Georgia Ports Authority Sees Port Congestion into 2022 / West Coast Vessel Dwell Time Increases
Georgia’s Port of Savannah—the largest container gateway on the East Coast after Newark, New Jersey—handled 478,620 20-foot equivalent container units in May, its second-busiest month on record, and more than 100,000 TEUs higher than the volume reached in May 2019. Savannah’s all-time monthly high was 498,065 reached in March. As of Monday, about a dozen container carriers were anchored outside Savannah’s port, a temporary bottleneck attributed to a tropical storm earlier this month and now-completed dredging conducted over the past several weeks.
Container Ports from Seattle to Charleston, South Carolina, have posted record-high volumes this year, and many are so swamped with cargo that ships are forced into costly delays waiting for space to dock. The capacity strains have pushed ocean-freight rates to levels four times higher than they were before the pandemic.

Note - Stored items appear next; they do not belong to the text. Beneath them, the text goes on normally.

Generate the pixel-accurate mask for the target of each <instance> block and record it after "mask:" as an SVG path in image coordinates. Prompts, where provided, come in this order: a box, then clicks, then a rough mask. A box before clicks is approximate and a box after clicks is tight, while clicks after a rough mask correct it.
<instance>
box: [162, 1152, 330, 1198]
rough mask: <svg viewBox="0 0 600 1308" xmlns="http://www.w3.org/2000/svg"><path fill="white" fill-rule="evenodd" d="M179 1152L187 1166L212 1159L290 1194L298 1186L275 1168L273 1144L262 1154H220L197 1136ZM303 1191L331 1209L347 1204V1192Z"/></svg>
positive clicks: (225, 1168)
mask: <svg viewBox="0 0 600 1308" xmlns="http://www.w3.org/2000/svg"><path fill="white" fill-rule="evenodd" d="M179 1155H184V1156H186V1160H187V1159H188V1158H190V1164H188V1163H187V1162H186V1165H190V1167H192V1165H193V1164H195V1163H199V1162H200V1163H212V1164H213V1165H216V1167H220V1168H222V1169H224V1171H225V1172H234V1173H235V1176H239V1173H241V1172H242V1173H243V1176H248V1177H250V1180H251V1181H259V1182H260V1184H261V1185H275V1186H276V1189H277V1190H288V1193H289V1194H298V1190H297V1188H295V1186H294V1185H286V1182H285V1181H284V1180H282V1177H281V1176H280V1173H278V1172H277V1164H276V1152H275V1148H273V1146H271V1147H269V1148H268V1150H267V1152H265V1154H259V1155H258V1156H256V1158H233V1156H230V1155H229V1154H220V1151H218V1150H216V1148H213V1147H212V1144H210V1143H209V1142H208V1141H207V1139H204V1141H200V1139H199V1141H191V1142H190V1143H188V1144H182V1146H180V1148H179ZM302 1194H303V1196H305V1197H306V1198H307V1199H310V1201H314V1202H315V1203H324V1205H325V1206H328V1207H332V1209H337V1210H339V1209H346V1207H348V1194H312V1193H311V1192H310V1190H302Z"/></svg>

Meanwhile, the congestion is worse on the West Coast as an influx of goods from China, Vietnam and elsewhere in Asia overwhelms port terminals, exhausts warehouse space, and strains transportation connections like trucks and rail depots. Union Pacific Corp. this week temporarily halted rail movement of containers from western ports including Los Angeles and Long Beach, California, to clear a logjam of boxes near Chicago. At last count, 18 ships were queued up off the coast of Los Angeles with an average wait for berth space of almost five days. Containers were stuck at the L.A.-Long Beach terminal for an average of 4.76 days in June, up from the dwell time of 3.96 days the previous month.